Fall history was noted as a factor by nurses in all three areas of the survey vignettes including the decision to institute fall risk interventions; one- third of the patients interviewed reported injury related falls – mostly at home. The patients who were interviewed did not associate their knowledge of injurious falls with their own fall risk in the hospital. Patients may not think that they are at risk for falling which may contribute to poor compliance with fall risk interventions (Haines & McPhail, 2011).

Nurses in the focus groups cited lack of communication between health care providers and lack of understanding by the patient as barriers to prevent injurious falls. Nurses also indicated that staffing and staffing patterns influence fall rates. A factor associated with decreased falls in adult hospitalized patients include higher staffing ratios (Cox, Thomas-Hawkins, Pajarillo, DeGennaro, Cadmus, Martinez, 2015).

Nurses suggested that reassessment for changes in patient status, education using words that patients understand, and using judgement beyond knowledge of existing data may prevent injurious falls. However, in the survey vignettes, cognition was significant in nurses’ perceptions of falls and injuries related to falls, but patient cognition was not a factor in nurses’ likelihood to implement fall risk interventions. Wilson, Montie, Conlon, Reynolds, Ripley, and Titler (2016) recommend that fall risk interventions be personalized to patient’s individual fall risks.

Recommendations

The collaborative partnership for this study included researchers from academia and nursing leaders in the practice setting and met a need for recommendations for a mid-west the health care system experiencing an increase in fall rates. Three recommendations are presented. Recommendation 1- Evaluate use of the current fall risk assessment tool and add a critical thinking component to individualize care as well as a component to identify the level of risk for injury. Consider more frequent fall risk assessments with the tool and note that a change in patient status or environment should trigger additional assessments. Add practice alerts to the electronic health record for additional fall risk assessments.
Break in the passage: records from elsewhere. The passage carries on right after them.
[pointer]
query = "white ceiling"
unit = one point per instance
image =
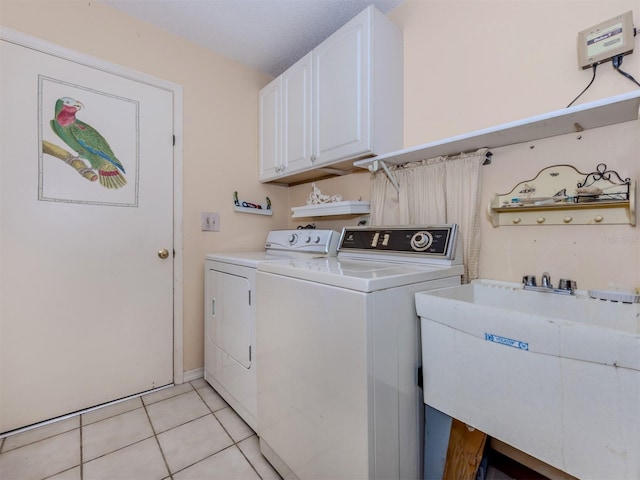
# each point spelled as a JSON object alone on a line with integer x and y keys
{"x": 269, "y": 35}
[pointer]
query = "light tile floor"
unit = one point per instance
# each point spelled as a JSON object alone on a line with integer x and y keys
{"x": 186, "y": 432}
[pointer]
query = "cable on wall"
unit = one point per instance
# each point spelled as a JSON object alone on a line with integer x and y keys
{"x": 616, "y": 62}
{"x": 595, "y": 66}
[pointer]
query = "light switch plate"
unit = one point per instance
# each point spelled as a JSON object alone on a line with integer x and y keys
{"x": 210, "y": 222}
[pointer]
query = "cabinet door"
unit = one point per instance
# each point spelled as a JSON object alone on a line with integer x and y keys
{"x": 341, "y": 126}
{"x": 296, "y": 116}
{"x": 270, "y": 116}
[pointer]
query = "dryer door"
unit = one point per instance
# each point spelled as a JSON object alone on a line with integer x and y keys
{"x": 229, "y": 315}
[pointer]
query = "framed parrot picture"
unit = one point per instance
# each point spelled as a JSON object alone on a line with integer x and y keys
{"x": 89, "y": 145}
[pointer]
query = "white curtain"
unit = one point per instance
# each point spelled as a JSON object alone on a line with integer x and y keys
{"x": 439, "y": 190}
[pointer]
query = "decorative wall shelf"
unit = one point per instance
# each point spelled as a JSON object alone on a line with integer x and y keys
{"x": 609, "y": 111}
{"x": 561, "y": 195}
{"x": 255, "y": 211}
{"x": 354, "y": 207}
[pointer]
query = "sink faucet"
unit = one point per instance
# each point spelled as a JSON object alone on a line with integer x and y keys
{"x": 565, "y": 286}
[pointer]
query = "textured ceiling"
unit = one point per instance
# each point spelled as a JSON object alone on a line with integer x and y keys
{"x": 269, "y": 35}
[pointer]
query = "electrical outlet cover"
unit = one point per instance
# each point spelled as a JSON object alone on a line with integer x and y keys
{"x": 210, "y": 222}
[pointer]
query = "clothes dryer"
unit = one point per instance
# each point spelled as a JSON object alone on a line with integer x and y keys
{"x": 338, "y": 393}
{"x": 230, "y": 289}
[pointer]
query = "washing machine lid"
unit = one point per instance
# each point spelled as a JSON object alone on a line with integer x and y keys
{"x": 358, "y": 275}
{"x": 246, "y": 259}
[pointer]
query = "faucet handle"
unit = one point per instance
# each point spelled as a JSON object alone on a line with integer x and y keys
{"x": 546, "y": 280}
{"x": 566, "y": 284}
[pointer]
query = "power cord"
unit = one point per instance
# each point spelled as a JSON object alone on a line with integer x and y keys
{"x": 595, "y": 66}
{"x": 616, "y": 62}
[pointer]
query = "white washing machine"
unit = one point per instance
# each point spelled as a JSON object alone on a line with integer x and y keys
{"x": 230, "y": 334}
{"x": 338, "y": 394}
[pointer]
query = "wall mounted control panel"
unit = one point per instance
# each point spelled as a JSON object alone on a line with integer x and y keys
{"x": 606, "y": 40}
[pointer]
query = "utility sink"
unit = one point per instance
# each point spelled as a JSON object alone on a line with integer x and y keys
{"x": 556, "y": 376}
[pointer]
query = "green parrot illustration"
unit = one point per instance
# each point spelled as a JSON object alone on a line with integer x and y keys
{"x": 87, "y": 143}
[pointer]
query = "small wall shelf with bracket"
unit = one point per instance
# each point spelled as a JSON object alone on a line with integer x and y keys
{"x": 249, "y": 207}
{"x": 354, "y": 207}
{"x": 561, "y": 195}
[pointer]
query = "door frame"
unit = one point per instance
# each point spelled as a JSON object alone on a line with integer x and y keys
{"x": 37, "y": 44}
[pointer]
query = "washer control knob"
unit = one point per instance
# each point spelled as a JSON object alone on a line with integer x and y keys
{"x": 421, "y": 241}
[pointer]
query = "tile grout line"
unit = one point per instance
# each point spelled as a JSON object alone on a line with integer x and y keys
{"x": 155, "y": 436}
{"x": 81, "y": 452}
{"x": 228, "y": 433}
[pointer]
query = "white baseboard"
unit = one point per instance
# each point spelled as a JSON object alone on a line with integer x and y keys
{"x": 193, "y": 374}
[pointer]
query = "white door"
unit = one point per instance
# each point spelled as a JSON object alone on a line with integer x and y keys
{"x": 86, "y": 301}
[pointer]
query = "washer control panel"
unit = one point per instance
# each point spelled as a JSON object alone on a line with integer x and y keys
{"x": 432, "y": 241}
{"x": 322, "y": 242}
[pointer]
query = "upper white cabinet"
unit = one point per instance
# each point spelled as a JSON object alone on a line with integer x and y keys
{"x": 270, "y": 142}
{"x": 339, "y": 103}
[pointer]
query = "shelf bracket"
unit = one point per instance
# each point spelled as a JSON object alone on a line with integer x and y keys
{"x": 375, "y": 166}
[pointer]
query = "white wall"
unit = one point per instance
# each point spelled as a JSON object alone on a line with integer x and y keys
{"x": 475, "y": 64}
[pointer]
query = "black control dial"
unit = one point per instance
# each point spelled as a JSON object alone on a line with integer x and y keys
{"x": 420, "y": 241}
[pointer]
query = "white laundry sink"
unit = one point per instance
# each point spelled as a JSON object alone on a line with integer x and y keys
{"x": 556, "y": 376}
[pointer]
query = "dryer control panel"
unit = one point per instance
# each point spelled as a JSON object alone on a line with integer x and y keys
{"x": 429, "y": 241}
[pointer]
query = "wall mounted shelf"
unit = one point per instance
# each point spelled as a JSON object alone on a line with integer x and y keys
{"x": 561, "y": 195}
{"x": 250, "y": 207}
{"x": 255, "y": 211}
{"x": 355, "y": 207}
{"x": 609, "y": 111}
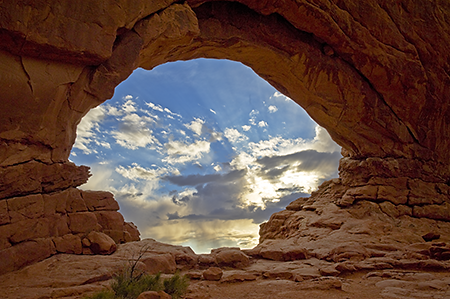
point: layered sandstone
(376, 75)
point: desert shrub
(176, 285)
(105, 294)
(131, 282)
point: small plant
(176, 286)
(131, 282)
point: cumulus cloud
(196, 126)
(182, 152)
(136, 172)
(155, 107)
(87, 130)
(234, 135)
(134, 129)
(262, 124)
(273, 109)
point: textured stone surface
(56, 223)
(374, 74)
(353, 276)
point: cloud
(196, 126)
(88, 129)
(134, 129)
(197, 179)
(182, 152)
(234, 135)
(155, 107)
(129, 106)
(262, 124)
(273, 109)
(280, 95)
(136, 172)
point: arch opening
(200, 153)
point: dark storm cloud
(255, 213)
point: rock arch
(375, 74)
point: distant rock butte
(375, 74)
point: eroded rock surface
(374, 74)
(73, 276)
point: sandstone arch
(374, 74)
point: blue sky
(199, 153)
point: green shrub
(130, 283)
(176, 286)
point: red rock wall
(375, 74)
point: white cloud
(136, 172)
(273, 109)
(196, 126)
(253, 115)
(281, 96)
(262, 124)
(87, 130)
(136, 138)
(129, 106)
(155, 107)
(234, 135)
(181, 152)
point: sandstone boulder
(230, 257)
(213, 273)
(100, 243)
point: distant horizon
(199, 153)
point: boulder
(230, 257)
(213, 273)
(154, 295)
(101, 243)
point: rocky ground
(316, 248)
(232, 273)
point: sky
(200, 153)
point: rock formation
(376, 75)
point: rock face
(376, 75)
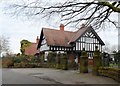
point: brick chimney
(37, 39)
(61, 27)
(83, 25)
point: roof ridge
(58, 30)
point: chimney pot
(37, 39)
(62, 27)
(83, 25)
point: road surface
(51, 76)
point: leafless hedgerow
(71, 11)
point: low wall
(113, 73)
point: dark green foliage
(113, 73)
(96, 61)
(84, 62)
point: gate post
(84, 62)
(96, 61)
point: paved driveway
(51, 76)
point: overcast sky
(18, 29)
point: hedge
(113, 73)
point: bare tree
(71, 11)
(4, 44)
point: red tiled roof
(57, 37)
(32, 49)
(64, 38)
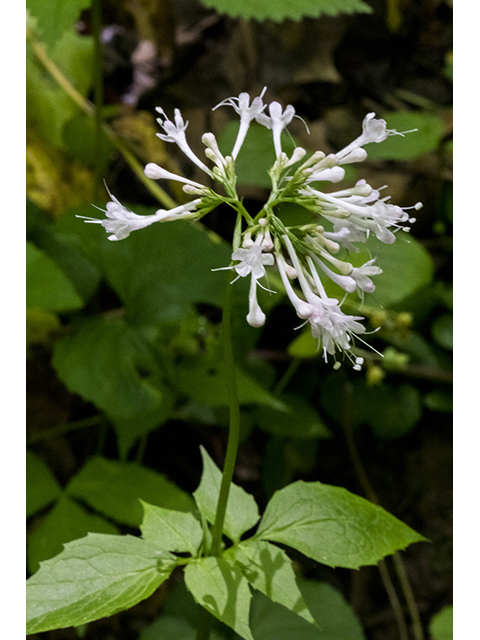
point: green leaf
(47, 285)
(406, 268)
(221, 588)
(242, 511)
(152, 276)
(390, 410)
(172, 628)
(412, 145)
(332, 614)
(442, 330)
(66, 521)
(52, 18)
(285, 9)
(94, 577)
(333, 526)
(172, 530)
(269, 570)
(300, 421)
(271, 621)
(117, 380)
(42, 486)
(441, 625)
(115, 489)
(203, 380)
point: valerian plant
(225, 547)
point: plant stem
(234, 422)
(206, 620)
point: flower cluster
(301, 254)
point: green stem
(205, 621)
(234, 426)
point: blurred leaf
(203, 380)
(390, 410)
(332, 614)
(269, 570)
(242, 511)
(412, 145)
(333, 526)
(300, 420)
(66, 521)
(284, 9)
(42, 486)
(115, 489)
(442, 330)
(91, 578)
(47, 285)
(440, 399)
(108, 363)
(441, 625)
(49, 107)
(220, 587)
(171, 529)
(54, 17)
(159, 273)
(272, 621)
(257, 154)
(171, 628)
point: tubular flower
(304, 255)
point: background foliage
(124, 366)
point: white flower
(121, 221)
(176, 133)
(247, 114)
(252, 260)
(155, 172)
(277, 121)
(255, 317)
(374, 130)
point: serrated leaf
(47, 285)
(333, 615)
(242, 511)
(116, 379)
(65, 522)
(333, 526)
(286, 9)
(93, 577)
(271, 621)
(221, 588)
(42, 486)
(115, 489)
(269, 570)
(170, 529)
(154, 279)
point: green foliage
(242, 511)
(221, 588)
(269, 569)
(53, 18)
(332, 526)
(47, 285)
(284, 9)
(116, 488)
(93, 577)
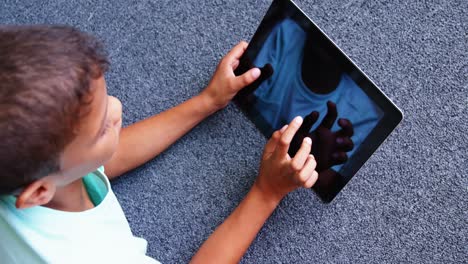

Recommendation 2- Reframe patient education. Change the verbiage of patient education and individualize to patient needs. Engage the patient and family in the fall risk plan and be clear about what a fall risk indicates- let the patient know that signs, bracelets and interventions are indicators that the patient is at risk for a fall. Encourage teach back of concepts presented to patient.

Recommendation 3- Reinforce the education of nurses and include concepts listed in recommendations #1 and #2. Provide patient scenarios that indicate a change in fall risk level, and that a change in fall risk level indicates a need for additional or different interventions.

In conclusion,understanding patients' and care providers’ knowledge and perceptions of barriers to prevent falls provides an opportunity to develop a comprehensive plan which may prevent or remove barriers related to falls and fall risks, decrease injuries related to falls, and therefore may impact patient outcomes and decrease healthcare costs long term.